J. Justin Wilson
J. Justin Wilson · May 17, 2021

Arlington, Virginia—Four years ago, Luke Stewart was roused awake by a police officer knocking on his car window after a neighbor called to report a suspicious man asleep in a car. Stewart, who was unarmed and waiting for his friend to return home, did not do anything to threaten the officer, but the situation quickly escalated to the point that the officer jumped in the car, drew his gun and killed Stewart. Stewart’s family demanded justice and sued the officer and his employer, the city of Euclid, Ohio. Now, after losing in lower courts, their case is pending appeal before the U.S. Supreme Court, which is set to consider whether it will hear the case on Thursday, May 20th.

The Institute for Justice, a nonprofit public interest law firm, filed a brief urging the court to take up the Stewarts’ case.

The case centers around a legal doctrine called “qualified immunity.” The doctrine, which was created by the Supreme Court in 1982, grants government employees like police officers and others near total immunity from being sued for violating someone’s rights. The only exception is if a judge in a previous case has determined that the same action was illegal, which is frustratingly rare.

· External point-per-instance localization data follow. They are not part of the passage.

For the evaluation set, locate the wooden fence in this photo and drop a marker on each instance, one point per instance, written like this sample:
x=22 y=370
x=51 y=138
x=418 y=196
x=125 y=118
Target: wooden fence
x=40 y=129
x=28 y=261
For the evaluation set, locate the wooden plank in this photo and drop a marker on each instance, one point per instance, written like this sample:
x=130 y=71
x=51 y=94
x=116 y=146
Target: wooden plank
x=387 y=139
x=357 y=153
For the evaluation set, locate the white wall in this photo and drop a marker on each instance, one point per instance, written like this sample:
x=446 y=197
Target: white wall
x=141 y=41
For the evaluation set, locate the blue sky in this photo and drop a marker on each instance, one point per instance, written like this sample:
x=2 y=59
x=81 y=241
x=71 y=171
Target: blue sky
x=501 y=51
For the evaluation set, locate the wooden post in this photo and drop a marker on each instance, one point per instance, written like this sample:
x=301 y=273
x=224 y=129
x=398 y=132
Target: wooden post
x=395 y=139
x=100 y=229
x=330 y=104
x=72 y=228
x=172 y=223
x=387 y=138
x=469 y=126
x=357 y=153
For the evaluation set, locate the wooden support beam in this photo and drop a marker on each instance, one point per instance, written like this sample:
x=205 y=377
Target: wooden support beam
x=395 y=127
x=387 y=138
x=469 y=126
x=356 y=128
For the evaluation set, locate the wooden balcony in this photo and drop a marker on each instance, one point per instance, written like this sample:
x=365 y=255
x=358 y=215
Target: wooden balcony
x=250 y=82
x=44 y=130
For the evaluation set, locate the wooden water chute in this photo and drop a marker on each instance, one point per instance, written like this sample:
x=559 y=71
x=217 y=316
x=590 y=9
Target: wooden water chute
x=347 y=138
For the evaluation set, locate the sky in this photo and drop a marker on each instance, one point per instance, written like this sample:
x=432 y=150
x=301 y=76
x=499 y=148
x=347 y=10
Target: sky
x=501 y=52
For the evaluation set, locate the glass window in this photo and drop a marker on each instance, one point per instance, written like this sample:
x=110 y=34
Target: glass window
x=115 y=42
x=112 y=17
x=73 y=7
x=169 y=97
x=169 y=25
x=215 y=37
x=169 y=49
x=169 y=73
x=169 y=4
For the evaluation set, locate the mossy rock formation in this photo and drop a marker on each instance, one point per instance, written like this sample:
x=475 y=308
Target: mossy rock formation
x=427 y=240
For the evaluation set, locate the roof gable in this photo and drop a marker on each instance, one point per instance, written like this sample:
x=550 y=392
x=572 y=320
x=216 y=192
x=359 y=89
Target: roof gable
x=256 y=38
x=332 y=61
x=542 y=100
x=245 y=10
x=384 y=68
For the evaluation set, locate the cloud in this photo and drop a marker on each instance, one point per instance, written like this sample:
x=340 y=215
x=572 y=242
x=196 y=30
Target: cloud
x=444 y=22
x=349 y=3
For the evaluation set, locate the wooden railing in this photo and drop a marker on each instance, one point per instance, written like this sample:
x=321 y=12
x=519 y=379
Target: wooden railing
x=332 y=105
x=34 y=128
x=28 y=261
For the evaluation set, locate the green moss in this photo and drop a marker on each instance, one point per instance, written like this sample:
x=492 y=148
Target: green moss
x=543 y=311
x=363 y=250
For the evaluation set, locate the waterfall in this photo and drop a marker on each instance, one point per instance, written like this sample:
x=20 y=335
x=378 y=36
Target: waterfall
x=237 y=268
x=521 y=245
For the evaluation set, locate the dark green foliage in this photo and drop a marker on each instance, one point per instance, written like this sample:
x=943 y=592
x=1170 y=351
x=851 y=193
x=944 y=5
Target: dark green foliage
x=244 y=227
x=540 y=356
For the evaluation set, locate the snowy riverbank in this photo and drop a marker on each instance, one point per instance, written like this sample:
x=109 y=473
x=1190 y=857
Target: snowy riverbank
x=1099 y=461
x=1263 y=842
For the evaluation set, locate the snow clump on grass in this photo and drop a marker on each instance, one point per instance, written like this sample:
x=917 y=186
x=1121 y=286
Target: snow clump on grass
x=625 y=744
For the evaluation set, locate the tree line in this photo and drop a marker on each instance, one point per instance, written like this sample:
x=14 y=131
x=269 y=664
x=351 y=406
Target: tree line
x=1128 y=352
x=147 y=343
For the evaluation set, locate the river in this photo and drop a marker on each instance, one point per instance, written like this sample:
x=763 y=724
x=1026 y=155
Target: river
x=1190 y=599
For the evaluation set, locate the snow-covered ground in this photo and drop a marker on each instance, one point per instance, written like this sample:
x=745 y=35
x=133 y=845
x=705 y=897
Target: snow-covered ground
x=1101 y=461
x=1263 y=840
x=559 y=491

Originally the doctrine only applied to individual government employees, but courts have increasingly extended it to cover cities, counties and other governmental bodies. In doing so, they’ve deprived aggrieved individuals anyone—or anything—to hold accountable.

“The Supreme Court should step in, reverse this dangerous decision, and reiterate that qualified immunity does not shield local governments from accountability when they violate individuals’ constitutional rights,” said IJ Attorney Marie Miller, who authored the amicus brief. “If our constitutional rights are unenforceable, as the lower court treated Stewart’s rights, then our rights are nothing more than words on paper.”

At issue in the Stewarts’ case is Euclid’s officer training program, which set a flippant tone by including a sarcastic sketch by Chris Rock and, among other things, a crude cartoon. The sketch, for instance, sarcastically suggested black people should “get a white friend” if they don’t want to get beaten up by police. And the cartoon depicted an officer beating a defenseless person on the ground, with the caption: “Protecting and serving the poop out of you.” The Stewarts’ lawsuit alleged that Euclid’s training program failed to adequately equip officers to make split-second life-or-death decisions.

A decade has passed since the Supreme Court last addressed the scope of local-government liability for rights violations. In the meantime, the courts of appeals have diverged from one another, leaving governments in some parts of the country less accountable than others.

“The spread of qualified immunity protection to local governments strips Americans of the ability to hold their governments accountable when poorly trained officers offend their rights,” explained IJ Senior Attorney Wesley Hottot, a co-author of the brief. “At the same time, it eliminates those governments’ incentive to avoid violating people’s rights in the first place.”

The amicus brief in this case was filed as a part of IJ’s Project on Immunity and Accountability, which is dedicated to fighting against qualified immunity and other doctrines that make it difficult to vindicate individuals’ constitutional rights.